Kala dua puluh lima wanita disuruh bercerita…
bagaimana merajut Indonesia
Muncullah kisah-kisah tulus sederhana
Tentang persona …..
Tentang mama….
Tentang ananda….
Tentang keluarga…..
Tentang bahagia…..
Merajut keluarga
Merajut bahagia
adalah merajut Indonesia
Sederhana, konservatif tapi mengena
Itulah kesan dari buku ini. Buku ini menceritakan pengalaman dan pikiran para penulis wanita terhadap berbagai segi kehidupan. Topik yang dikemukakan bukanlah topik-topik berat, melainkan tentang segala hal yang sangat natural dan dekat dengan kehidupan, baik itu berupa kegalauan, kekhawatiran, nostalgia maupun harapan. Ceritanya ringan, dari mulai soal kebiasaan antri, kebiasaan salah menyebut “tangan bagus”, kebiasaan terlambat sampai dengan pembahasan tentang obat tradisional. Meski di satu sisi terasa topiknya cenderung konservatif, namun bahasannya mengena di mana pembaca akan mendapatkan makna dari setiap tulisannya.
Saat baca “Jadi anak Jerman rasa Indonesia” karya Gaganawati Stegmann, kita akan dibawa tersenyum dengan bagaimana penulis berusaha menerapkan kebiasaan-kebiaasaan yang Indonesia banget kepada anaknya, mulai dari jangan membantah orang tua, duduk yang manis, minta ijin pergi dan pulang tepat waktu dan kebiasaan baik lainnya, karena “berkali-kali berbuat baik maka kebaikan akan mengikuti tak hanya sekali-kali’.

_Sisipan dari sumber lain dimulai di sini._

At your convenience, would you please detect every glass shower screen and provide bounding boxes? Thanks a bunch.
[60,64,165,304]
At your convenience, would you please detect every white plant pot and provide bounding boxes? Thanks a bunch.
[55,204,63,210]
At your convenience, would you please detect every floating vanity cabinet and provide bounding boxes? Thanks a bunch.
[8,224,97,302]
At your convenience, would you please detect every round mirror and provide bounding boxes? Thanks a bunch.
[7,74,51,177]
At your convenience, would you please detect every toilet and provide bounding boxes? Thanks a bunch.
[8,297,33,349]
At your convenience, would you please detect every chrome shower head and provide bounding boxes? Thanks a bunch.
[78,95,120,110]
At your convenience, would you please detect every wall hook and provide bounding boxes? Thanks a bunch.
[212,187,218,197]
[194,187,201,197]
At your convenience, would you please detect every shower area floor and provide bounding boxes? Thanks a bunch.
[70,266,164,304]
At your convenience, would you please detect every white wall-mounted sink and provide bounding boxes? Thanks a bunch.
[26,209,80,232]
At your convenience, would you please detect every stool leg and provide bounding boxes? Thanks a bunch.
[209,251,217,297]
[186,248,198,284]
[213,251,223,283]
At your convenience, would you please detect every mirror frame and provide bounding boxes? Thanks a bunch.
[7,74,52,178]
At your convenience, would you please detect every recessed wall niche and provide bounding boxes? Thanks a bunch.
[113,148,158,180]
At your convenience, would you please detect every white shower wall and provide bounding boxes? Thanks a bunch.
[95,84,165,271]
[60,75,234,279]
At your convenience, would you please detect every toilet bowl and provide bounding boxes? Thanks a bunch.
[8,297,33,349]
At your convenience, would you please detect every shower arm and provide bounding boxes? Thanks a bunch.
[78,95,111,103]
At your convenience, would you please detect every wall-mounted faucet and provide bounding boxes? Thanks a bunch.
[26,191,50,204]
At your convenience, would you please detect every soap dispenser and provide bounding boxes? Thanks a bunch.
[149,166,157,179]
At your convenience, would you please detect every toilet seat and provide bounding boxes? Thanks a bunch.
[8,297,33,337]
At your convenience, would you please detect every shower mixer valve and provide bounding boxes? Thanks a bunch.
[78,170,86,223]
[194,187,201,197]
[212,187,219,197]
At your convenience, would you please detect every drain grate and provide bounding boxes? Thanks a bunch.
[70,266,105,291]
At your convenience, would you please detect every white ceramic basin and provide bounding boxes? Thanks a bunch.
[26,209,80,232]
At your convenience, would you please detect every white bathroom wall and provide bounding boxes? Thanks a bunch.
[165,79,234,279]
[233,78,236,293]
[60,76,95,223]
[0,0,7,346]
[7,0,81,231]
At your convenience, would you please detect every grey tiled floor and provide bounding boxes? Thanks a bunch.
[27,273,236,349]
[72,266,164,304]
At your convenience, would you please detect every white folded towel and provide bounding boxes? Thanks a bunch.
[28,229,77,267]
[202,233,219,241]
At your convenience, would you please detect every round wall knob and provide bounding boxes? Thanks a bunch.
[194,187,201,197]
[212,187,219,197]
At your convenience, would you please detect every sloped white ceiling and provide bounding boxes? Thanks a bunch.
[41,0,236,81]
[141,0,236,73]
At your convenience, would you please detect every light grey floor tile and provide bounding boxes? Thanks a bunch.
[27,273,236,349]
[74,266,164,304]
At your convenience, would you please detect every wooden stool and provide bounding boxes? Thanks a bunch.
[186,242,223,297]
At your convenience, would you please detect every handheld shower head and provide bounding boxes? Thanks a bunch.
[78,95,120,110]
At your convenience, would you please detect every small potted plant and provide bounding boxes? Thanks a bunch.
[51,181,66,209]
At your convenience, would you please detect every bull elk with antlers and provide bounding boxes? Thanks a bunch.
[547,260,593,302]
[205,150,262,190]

Pembaca pun sepertinya akan setuju dengan cerita Lis S dalam tulisannya “Antri? Emangnya gue pikirin” kala anaknya dengan berani “menyanyi” pada seorang perempuan penyerobot antrian: “Tante, maaf ya, di sekolah dulu nggak diajarin antri ya? Aku aja di TK dulu udah diajarin antri lho..”. Setuju, karena memang sebenarnya tidaklah terlalu sulit membiasakan hal-hal positif dilkukan oleh anak asal ada kemauan memberikan contoh dan bertindak sebagai role model.
Cerita sederhana, termasuk cerita obat tradisional untuk ambien pun bisa didapat berdasarkan informasi dari mbakyu penjual rujak petis seperti cerita Dee Rumahkayu “Obat tradisional untuk ambien, batuk dan demam”.
Kupasan dari berbagai sudut pandang
Sebuah judul yang terlihat biasa saja “Aku belajar dari Mama” karya Arek Tembalangan menarik untuk dibaca. Tulisan itu menceritakan kenangan beliau sebagai seorang anak yang bangga memiliki ibu yang bekerja. Sebuah sudut pandang yang tidak biasa, di kala banyak hati pastinya lebih mendukung seorang wanita yang bekerja sebagai ibu rumah tangga. Berbeda, karena “rasa” kebanggaan itu ada dalam diri anak, dan bukan si ibu. Dan ternyata rasa kebanggaan itu menjadi modal belajar tentang bagaimana “menyeimbangkan hidup, berkeluarga dan bekerja”. Demikian pula tulisan setelahnya, “Sekali masinis tetap masinis” karya Cay Cay, yang justru memberi sebuah cara pandang berbeda tentang dukungannya terhadap cita-cita seorang anak yang terlihat biasa-biasa saja. “Aku hanyalah busur” katanya.”..mempersiapkan anakku memasuki masa depannya”. “Daripada kamu jadi orang besar atau pejabat tetapi korupsi dan menipu rakyat, lebih baik kamu jadi masinis tapi bisa membawa berkat’.